Folks THANKS! Lots of great information here, and things I hadn’t considered. I will look into one of those “float” chargers and put it to use.

With all this information it brings me to ask one more question of this knowledgeable group. Can I hook up a lawn tractor battery ?and? the deep cell battery on the same float charger, or is that not a good thing to do? They are both 12 volt but obviously of different physical size, rating, age, etc.

Thanks again ? great feedback???..Bob


You want to use separate battery “tenders” for each battery, they only cast about $30 each.

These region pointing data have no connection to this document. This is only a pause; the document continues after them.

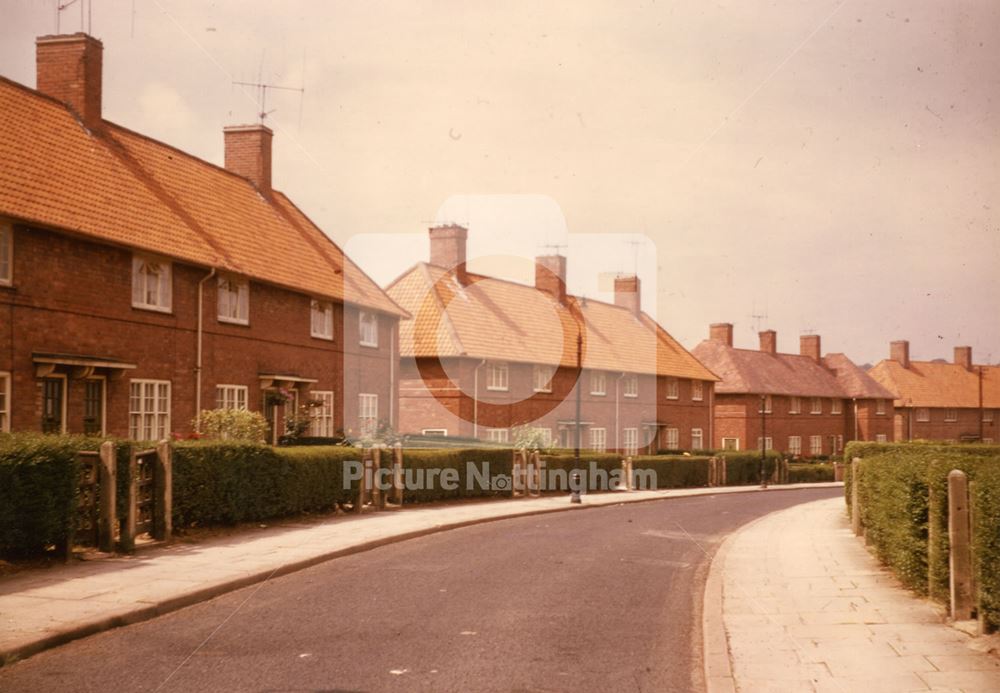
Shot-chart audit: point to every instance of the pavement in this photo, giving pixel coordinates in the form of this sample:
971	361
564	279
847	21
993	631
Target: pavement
795	602
40	609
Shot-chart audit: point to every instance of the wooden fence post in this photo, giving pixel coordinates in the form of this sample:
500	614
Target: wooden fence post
109	511
960	546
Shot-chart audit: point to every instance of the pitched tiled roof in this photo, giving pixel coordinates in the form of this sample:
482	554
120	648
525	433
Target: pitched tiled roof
931	384
498	319
121	187
746	371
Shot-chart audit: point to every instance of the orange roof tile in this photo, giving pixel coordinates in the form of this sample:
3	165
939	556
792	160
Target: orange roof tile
124	188
498	319
932	384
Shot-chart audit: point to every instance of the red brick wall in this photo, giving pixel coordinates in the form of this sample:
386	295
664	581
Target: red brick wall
73	296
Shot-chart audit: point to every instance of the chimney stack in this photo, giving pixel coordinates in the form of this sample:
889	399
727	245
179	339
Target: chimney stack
721	332
769	341
550	276
809	346
248	154
448	249
627	293
69	69
963	357
899	351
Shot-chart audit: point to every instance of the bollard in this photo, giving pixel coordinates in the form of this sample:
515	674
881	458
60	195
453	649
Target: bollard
960	546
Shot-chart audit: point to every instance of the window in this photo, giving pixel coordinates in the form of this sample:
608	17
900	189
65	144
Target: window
321	414
673	388
4	402
541	377
497	376
631	385
149	409
367	413
631	436
150	284
497	435
697	390
6	253
230	396
598	439
368	328
321	319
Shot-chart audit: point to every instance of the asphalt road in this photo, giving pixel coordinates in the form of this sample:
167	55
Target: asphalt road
603	600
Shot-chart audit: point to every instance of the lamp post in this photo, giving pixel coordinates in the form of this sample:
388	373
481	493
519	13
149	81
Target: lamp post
763	440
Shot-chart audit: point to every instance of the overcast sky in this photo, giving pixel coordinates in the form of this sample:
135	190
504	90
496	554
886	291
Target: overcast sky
831	165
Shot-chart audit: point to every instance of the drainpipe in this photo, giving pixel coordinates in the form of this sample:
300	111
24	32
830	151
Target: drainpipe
197	363
475	399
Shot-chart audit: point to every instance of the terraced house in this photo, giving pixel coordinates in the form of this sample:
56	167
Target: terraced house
140	284
938	400
483	355
802	404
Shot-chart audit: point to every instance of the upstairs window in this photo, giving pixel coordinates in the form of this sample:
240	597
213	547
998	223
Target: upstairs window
234	300
151	286
321	319
368	323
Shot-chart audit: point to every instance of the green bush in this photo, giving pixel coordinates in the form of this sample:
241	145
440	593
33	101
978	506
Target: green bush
38	481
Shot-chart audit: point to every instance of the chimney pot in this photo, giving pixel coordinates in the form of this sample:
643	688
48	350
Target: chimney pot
721	332
68	68
769	341
248	154
899	351
627	294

BUT, be careful what trickle charger you get. Some of them claim to trickle charge but actually deliver a constant charge without monitoring the state of the battery. These can damage the battery and in worst case scenarios cause the battery acid to leak out and eat through whatever the battery’s sitting on. Yes I have personal experience with that. Yes countertops are expensive. Yes significant others get very angry when this happens :wink:


The OP states it is a marine STARTING battery not a deep cycle. Big difference in usage and charging requirements. Most smart chargers have a switch to differentiate between the two. Neither likes to remain in anything but a fully charged state. They both will sulfate if left partially charged.

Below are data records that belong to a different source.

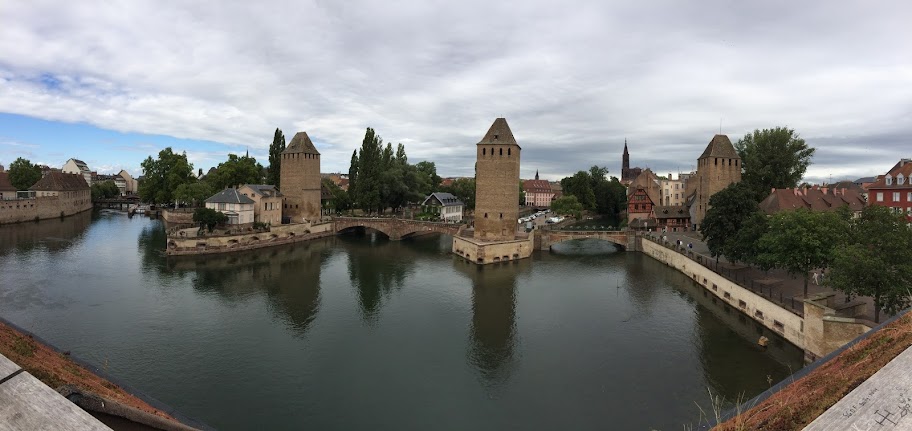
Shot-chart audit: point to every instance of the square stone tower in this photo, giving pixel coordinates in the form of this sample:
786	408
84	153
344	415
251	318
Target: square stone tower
299	178
497	184
717	167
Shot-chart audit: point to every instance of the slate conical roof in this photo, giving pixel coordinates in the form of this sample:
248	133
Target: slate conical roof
301	144
720	146
499	134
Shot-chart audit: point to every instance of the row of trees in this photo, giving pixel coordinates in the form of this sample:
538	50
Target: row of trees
592	190
380	178
23	174
170	178
867	255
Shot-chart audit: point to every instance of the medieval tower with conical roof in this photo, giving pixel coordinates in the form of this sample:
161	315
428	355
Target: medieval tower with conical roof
494	237
299	179
717	167
497	184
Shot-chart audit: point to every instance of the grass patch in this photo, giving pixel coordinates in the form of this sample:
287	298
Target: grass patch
24	347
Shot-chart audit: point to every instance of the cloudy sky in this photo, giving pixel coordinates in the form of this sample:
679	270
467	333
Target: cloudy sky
113	82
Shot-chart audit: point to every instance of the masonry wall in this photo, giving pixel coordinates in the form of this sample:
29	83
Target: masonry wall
41	208
483	253
763	311
496	191
300	184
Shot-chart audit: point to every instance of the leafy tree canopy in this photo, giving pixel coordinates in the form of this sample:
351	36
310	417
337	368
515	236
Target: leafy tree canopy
163	175
773	158
567	205
876	261
23	174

The trouble with smart chargers is that there is more to go wrong with them. I prefer to monitor the state of charge with a hydrometer and charge them when they need it. This requires some knowledge of battery basics, presence of mind and discipline that the general public is not up to. An timer to shut off the charger after some hours is a good thing to since my presence of mind seems to be deteriorating.


The cheapest thing to do is connect the battery to your car with jumper cables for a few minutes while the engine is running. Do this once a month or so and the battery will be fine.